The retention story provides another crucial insight. While VCs often assume SMB customers churn frequently due to business failures or price sensitivity, League Apps achieved enterprise-level retention rates by becoming truly essential to customer operations. When your software processes payments, manages teams, handles scheduling, and provides communication tools, customers don't leave unless you fail them – not because of external factors.
Brian's approach to market authenticity offers a masterclass in vertical positioning. Rather than emphasizing technology or software capabilities, League Apps consistently positioned itself as a sports company that happened to use software as its primary tool. This authenticity resonated with customers who saw Brian and his team as fellow sports operators rather than outside vendors trying to sell them something.
"SMBs don't care about fancy or flash. They're just saying, can you solve my problem and how much do I believe you that you can solve my problem?"
— Brian Litvack
The pricing evolution reveals how vertical SaaS companies can drive ACV expansion without losing their core value proposition. League Apps grew average contract values from $2-3K to over $10K not by raising prices, but by adding genuine value as customers' businesses became more sophisticated. This organic expansion proved more sustainable than aggressive pricing strategies.
Finally, Brian's experience illustrates the importance of market timing in vertical software. League Apps succeeded not just because they built good software, but because they caught the youth sports market during a critical professionalization phase. Understanding macro trends within target verticals can be as important as understanding customer workflows.
The Curse of Easy Capital
Brian's reflection on capital availability is sobering: "This whole notion of crazy amounts of capital being available in some vertical SaaS businesses, it's literally a curse. Like it's going to mess up your business." Success in hyper SMB requires discipline that easy money can undermine.

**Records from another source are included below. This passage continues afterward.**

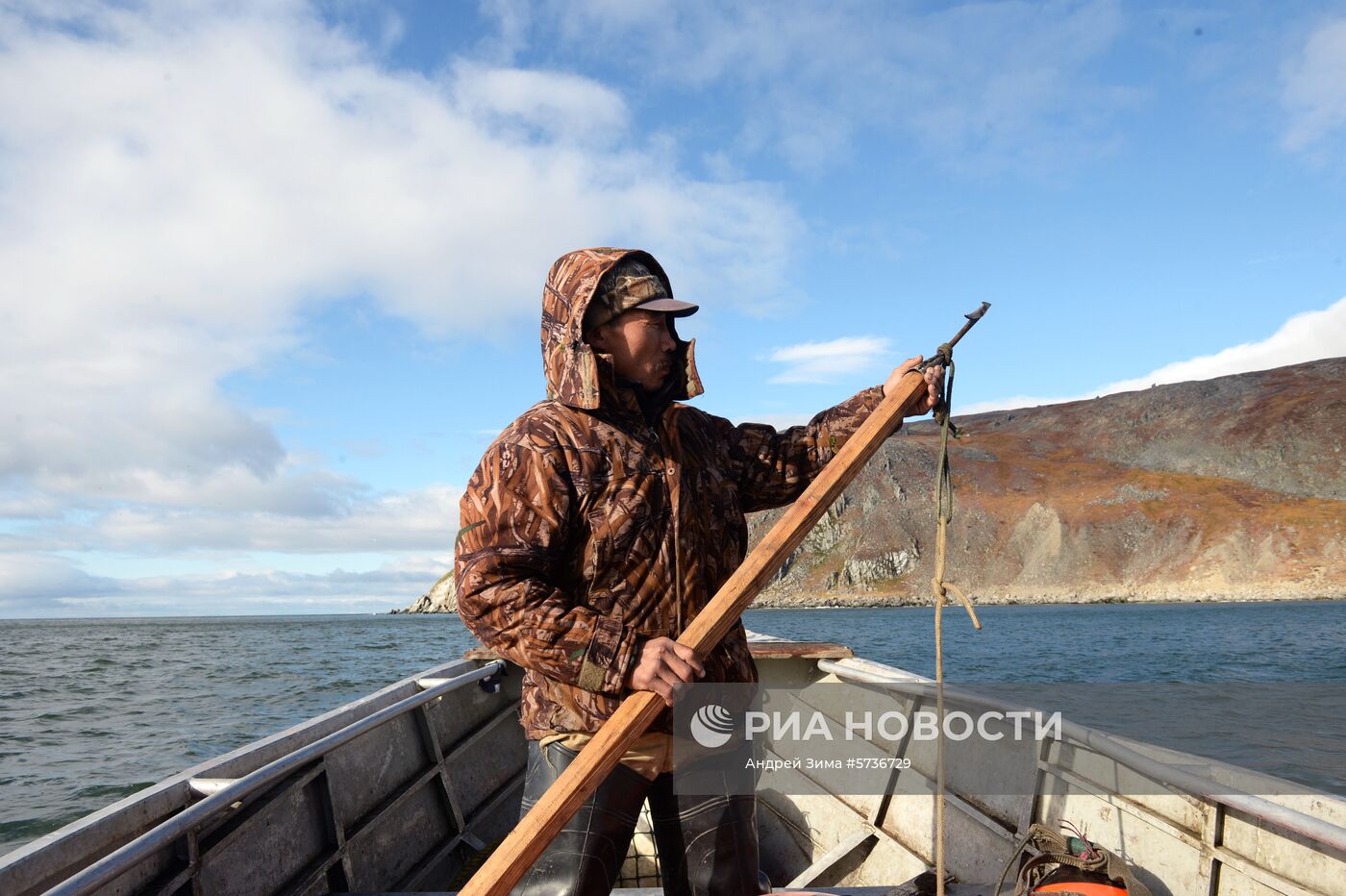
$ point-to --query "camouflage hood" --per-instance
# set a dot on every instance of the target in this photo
(578, 376)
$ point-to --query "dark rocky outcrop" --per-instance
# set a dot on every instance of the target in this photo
(1228, 488)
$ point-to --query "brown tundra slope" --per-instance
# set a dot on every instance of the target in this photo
(1222, 488)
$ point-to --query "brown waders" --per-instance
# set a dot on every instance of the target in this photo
(707, 845)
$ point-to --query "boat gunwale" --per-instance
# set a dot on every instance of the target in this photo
(1184, 782)
(23, 868)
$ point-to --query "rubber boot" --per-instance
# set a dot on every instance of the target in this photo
(709, 845)
(586, 858)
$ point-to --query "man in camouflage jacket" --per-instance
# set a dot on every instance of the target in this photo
(596, 526)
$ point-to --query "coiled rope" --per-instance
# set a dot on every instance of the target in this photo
(944, 512)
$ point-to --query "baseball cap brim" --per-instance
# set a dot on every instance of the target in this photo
(670, 306)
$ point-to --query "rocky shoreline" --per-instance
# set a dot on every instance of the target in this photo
(1222, 490)
(441, 598)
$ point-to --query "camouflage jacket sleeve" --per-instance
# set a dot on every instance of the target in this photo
(776, 467)
(509, 566)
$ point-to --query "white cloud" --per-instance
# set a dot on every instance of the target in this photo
(830, 361)
(978, 85)
(44, 585)
(1306, 336)
(421, 519)
(1315, 87)
(184, 182)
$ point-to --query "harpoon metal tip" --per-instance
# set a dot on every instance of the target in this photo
(976, 315)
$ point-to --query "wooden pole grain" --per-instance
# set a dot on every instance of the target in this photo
(517, 852)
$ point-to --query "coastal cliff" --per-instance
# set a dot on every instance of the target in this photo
(1228, 488)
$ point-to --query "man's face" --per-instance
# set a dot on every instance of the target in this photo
(641, 344)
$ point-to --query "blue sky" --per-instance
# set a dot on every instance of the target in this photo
(272, 270)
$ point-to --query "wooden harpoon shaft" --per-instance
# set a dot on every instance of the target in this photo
(515, 855)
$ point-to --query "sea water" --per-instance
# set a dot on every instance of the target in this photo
(91, 710)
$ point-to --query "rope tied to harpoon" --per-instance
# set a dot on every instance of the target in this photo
(941, 589)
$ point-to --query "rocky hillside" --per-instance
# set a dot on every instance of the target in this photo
(1214, 490)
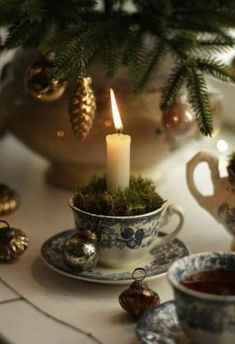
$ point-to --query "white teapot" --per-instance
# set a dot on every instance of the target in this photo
(222, 203)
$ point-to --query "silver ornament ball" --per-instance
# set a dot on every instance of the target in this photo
(80, 253)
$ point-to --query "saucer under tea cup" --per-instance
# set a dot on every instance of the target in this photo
(125, 240)
(204, 317)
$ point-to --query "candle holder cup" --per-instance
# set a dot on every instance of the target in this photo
(124, 240)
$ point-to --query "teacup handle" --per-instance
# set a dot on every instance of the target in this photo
(212, 162)
(171, 209)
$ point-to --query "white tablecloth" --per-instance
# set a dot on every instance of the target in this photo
(32, 296)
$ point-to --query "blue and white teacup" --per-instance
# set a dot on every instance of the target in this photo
(205, 318)
(124, 240)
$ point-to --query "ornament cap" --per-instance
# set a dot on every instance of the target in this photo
(138, 298)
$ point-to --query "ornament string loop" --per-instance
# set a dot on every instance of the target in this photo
(5, 222)
(139, 274)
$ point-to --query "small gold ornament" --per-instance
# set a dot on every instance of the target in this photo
(39, 83)
(80, 250)
(138, 298)
(9, 200)
(178, 121)
(82, 107)
(13, 243)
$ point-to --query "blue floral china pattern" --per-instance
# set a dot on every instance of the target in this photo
(160, 325)
(156, 262)
(204, 316)
(123, 240)
(120, 231)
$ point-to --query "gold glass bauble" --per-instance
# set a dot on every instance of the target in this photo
(13, 243)
(178, 121)
(9, 200)
(138, 298)
(39, 83)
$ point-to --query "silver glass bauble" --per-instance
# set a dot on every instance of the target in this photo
(80, 250)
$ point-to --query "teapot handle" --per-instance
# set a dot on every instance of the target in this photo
(212, 162)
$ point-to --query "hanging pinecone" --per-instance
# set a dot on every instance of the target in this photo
(39, 83)
(82, 107)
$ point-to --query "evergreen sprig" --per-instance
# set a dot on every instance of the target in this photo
(139, 198)
(78, 31)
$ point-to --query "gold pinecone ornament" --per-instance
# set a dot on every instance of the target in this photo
(82, 108)
(13, 242)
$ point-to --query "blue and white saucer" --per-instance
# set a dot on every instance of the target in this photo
(156, 262)
(160, 325)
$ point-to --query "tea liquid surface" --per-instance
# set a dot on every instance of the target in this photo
(218, 282)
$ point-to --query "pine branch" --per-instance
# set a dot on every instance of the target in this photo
(32, 9)
(215, 68)
(134, 55)
(154, 59)
(213, 45)
(199, 98)
(172, 86)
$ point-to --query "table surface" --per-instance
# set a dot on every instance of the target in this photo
(38, 305)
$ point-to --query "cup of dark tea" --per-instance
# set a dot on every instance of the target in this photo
(204, 289)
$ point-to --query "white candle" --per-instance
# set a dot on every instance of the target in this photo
(118, 153)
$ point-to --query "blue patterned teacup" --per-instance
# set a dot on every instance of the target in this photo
(123, 240)
(205, 318)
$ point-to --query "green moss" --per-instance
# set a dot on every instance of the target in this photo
(139, 198)
(231, 162)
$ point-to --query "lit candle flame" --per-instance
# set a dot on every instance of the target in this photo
(116, 115)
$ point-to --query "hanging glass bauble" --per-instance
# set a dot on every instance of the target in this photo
(178, 121)
(39, 83)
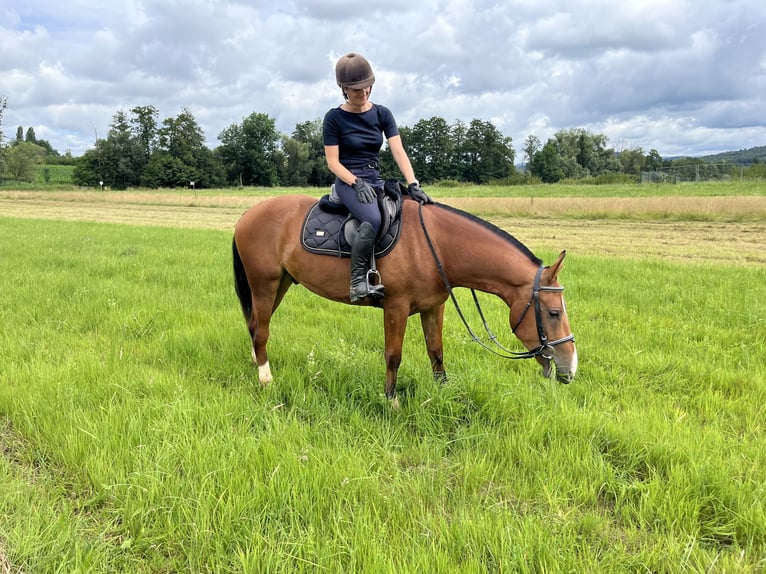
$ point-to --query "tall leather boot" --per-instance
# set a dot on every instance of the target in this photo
(364, 243)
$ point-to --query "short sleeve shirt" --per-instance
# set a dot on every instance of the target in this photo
(359, 136)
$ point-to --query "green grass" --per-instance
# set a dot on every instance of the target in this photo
(135, 437)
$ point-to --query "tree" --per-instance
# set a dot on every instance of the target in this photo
(249, 151)
(120, 156)
(181, 156)
(310, 134)
(21, 160)
(546, 163)
(430, 148)
(532, 145)
(298, 165)
(632, 161)
(574, 153)
(487, 153)
(144, 129)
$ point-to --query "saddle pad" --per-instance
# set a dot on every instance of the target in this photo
(323, 234)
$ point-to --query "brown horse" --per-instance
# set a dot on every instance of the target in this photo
(439, 248)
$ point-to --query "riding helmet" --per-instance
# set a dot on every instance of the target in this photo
(354, 72)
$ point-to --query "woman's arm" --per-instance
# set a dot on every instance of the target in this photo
(401, 158)
(332, 155)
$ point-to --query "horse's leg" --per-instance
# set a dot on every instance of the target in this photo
(395, 324)
(265, 302)
(433, 323)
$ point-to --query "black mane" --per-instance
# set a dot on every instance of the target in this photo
(496, 230)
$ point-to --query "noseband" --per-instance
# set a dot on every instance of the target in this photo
(544, 349)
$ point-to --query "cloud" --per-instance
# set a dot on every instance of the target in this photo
(682, 78)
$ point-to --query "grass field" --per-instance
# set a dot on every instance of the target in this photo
(134, 436)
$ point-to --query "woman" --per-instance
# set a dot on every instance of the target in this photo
(353, 135)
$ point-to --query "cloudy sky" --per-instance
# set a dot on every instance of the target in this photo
(684, 77)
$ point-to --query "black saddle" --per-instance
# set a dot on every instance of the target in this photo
(329, 228)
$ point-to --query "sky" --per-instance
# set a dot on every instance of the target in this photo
(683, 77)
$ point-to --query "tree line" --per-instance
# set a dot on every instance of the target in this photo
(139, 150)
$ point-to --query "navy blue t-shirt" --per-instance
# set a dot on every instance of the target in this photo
(359, 137)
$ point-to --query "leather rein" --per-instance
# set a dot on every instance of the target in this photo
(544, 349)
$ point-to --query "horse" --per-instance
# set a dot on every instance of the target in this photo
(440, 247)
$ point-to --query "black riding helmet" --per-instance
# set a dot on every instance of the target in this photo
(354, 72)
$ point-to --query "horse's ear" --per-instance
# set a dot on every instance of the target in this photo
(552, 271)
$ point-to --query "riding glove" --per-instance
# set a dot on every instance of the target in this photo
(364, 191)
(418, 194)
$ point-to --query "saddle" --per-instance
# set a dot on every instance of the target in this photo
(330, 229)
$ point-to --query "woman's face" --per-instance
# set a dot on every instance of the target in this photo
(358, 97)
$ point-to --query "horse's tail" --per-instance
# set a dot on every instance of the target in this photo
(241, 286)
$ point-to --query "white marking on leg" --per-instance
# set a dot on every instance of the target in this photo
(573, 367)
(264, 373)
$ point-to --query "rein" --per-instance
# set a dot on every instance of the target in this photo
(544, 349)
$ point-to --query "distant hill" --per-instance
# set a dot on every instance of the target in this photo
(745, 156)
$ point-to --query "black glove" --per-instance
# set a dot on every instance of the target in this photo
(364, 191)
(418, 194)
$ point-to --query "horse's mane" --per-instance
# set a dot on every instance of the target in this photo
(496, 230)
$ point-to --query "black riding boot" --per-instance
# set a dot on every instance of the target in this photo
(364, 243)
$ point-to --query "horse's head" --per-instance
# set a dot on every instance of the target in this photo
(543, 326)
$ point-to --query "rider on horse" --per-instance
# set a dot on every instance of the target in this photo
(353, 135)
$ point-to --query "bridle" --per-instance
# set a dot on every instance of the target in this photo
(544, 349)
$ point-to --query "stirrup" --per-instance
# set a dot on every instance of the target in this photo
(374, 284)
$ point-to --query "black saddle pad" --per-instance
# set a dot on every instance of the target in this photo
(324, 230)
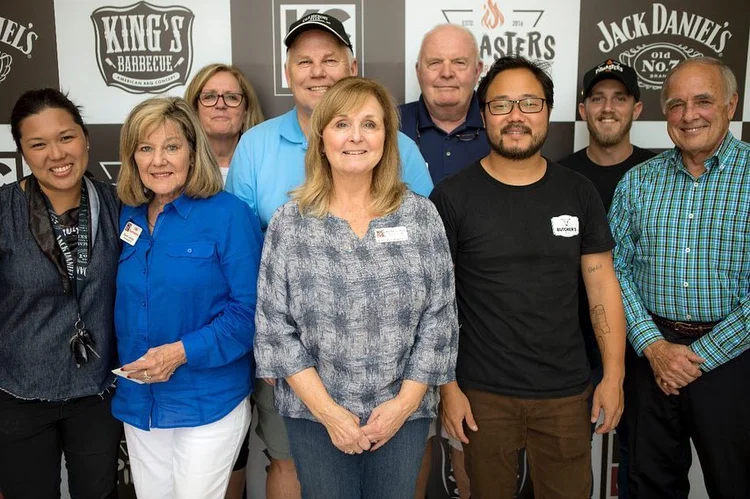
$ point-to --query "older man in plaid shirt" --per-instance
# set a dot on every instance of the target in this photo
(682, 225)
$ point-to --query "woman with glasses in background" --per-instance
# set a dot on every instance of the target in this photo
(226, 105)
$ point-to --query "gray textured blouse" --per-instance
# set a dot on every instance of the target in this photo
(366, 313)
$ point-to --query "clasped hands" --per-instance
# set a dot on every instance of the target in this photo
(674, 365)
(157, 364)
(349, 437)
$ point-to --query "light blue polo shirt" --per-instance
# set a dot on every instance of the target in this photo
(270, 161)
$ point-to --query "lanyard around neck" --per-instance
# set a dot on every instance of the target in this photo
(76, 267)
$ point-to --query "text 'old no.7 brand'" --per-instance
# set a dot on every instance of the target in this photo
(144, 48)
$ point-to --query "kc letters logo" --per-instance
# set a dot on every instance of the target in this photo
(19, 38)
(144, 48)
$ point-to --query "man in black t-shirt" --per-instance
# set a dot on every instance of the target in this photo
(610, 102)
(520, 230)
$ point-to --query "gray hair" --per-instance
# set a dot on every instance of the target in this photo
(727, 75)
(457, 27)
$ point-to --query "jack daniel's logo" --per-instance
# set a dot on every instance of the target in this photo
(653, 59)
(665, 22)
(144, 48)
(17, 36)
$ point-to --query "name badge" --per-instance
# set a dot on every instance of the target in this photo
(391, 235)
(131, 233)
(565, 226)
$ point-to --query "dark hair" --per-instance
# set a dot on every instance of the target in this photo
(538, 69)
(34, 102)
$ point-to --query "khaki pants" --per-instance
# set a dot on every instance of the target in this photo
(555, 432)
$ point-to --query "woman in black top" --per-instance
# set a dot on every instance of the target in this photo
(59, 250)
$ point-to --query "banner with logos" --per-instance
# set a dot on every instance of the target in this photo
(110, 54)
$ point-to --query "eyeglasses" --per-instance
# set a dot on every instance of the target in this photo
(529, 105)
(231, 99)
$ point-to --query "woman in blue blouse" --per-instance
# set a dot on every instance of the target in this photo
(185, 306)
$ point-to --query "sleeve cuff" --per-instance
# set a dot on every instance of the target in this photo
(706, 348)
(196, 350)
(643, 334)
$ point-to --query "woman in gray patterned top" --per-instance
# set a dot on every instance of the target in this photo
(356, 314)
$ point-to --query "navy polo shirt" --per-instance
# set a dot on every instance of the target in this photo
(445, 153)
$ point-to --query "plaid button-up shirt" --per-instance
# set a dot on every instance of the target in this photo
(366, 313)
(683, 248)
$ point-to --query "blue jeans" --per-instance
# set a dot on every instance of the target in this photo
(327, 473)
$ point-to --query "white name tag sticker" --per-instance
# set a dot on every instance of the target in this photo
(391, 235)
(131, 233)
(565, 226)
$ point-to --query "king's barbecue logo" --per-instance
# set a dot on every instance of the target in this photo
(144, 48)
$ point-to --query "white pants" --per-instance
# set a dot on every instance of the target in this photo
(187, 463)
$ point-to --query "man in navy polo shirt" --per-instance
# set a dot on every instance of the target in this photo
(445, 121)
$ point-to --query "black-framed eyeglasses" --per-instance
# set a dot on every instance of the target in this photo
(231, 99)
(529, 105)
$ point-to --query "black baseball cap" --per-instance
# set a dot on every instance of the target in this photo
(615, 70)
(317, 21)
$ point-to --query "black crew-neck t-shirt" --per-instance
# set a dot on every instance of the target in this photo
(605, 179)
(517, 253)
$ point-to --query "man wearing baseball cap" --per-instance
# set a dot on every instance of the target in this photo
(269, 162)
(610, 101)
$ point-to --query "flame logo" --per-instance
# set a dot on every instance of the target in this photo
(492, 17)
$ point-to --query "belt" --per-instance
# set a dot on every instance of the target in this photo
(689, 329)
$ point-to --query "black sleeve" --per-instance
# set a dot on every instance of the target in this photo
(446, 209)
(596, 236)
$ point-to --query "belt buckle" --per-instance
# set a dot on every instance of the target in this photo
(685, 325)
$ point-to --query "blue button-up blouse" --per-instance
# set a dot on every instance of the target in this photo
(192, 280)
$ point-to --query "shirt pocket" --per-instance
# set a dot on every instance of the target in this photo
(192, 266)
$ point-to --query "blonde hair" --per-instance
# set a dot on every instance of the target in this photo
(203, 178)
(387, 189)
(253, 112)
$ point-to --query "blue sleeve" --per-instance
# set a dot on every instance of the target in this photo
(241, 178)
(415, 172)
(230, 335)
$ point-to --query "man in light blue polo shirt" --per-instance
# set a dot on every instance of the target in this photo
(270, 161)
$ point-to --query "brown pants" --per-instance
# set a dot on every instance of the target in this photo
(555, 432)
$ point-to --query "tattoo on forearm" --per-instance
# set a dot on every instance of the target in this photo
(594, 268)
(599, 320)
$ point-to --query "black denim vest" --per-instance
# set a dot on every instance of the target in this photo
(37, 316)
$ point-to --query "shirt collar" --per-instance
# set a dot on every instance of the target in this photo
(183, 205)
(290, 129)
(721, 157)
(473, 117)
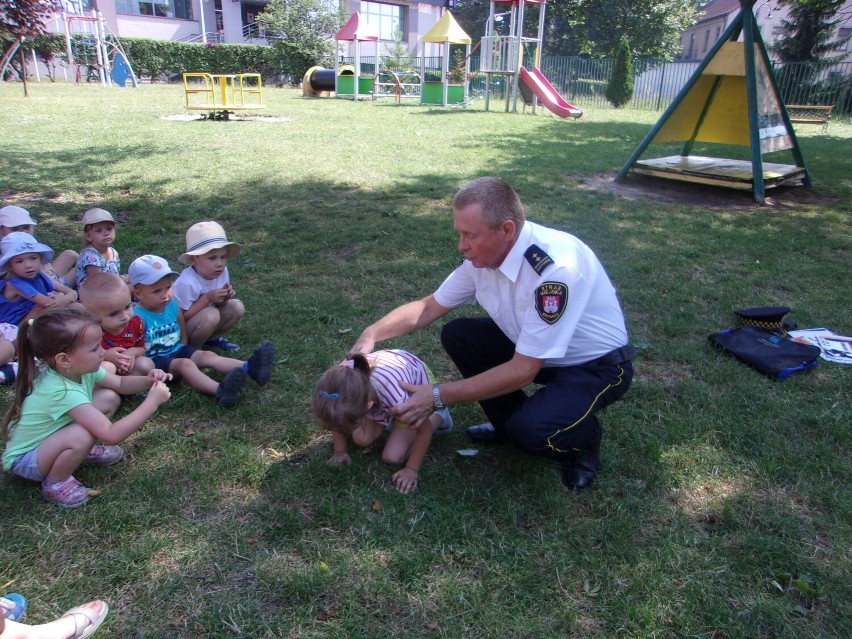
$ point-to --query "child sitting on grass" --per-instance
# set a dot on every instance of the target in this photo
(15, 219)
(8, 367)
(27, 291)
(107, 297)
(57, 417)
(352, 399)
(204, 292)
(98, 255)
(166, 342)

Today, as League Apps processes billions of dollars annually and serves thousands of organizations, the company stands as proof that hyper SMB markets can support massive, profitable businesses. But the path requires different strategies, different metrics, and different thinking than traditional SaaS companies. For entrepreneurs willing to go deep into fragmented markets, Brian's journey provides both inspiration and a practical roadmap for success.
The youth sports market that seemed impossibly fragmented in 2007 became the foundation for a business that achieved institutional scale while maintaining the authentic relationships and deep vertical focus that made it successful in the first place. That balance – between growth and authenticity, between scale and specialization – may be the most important lesson of all.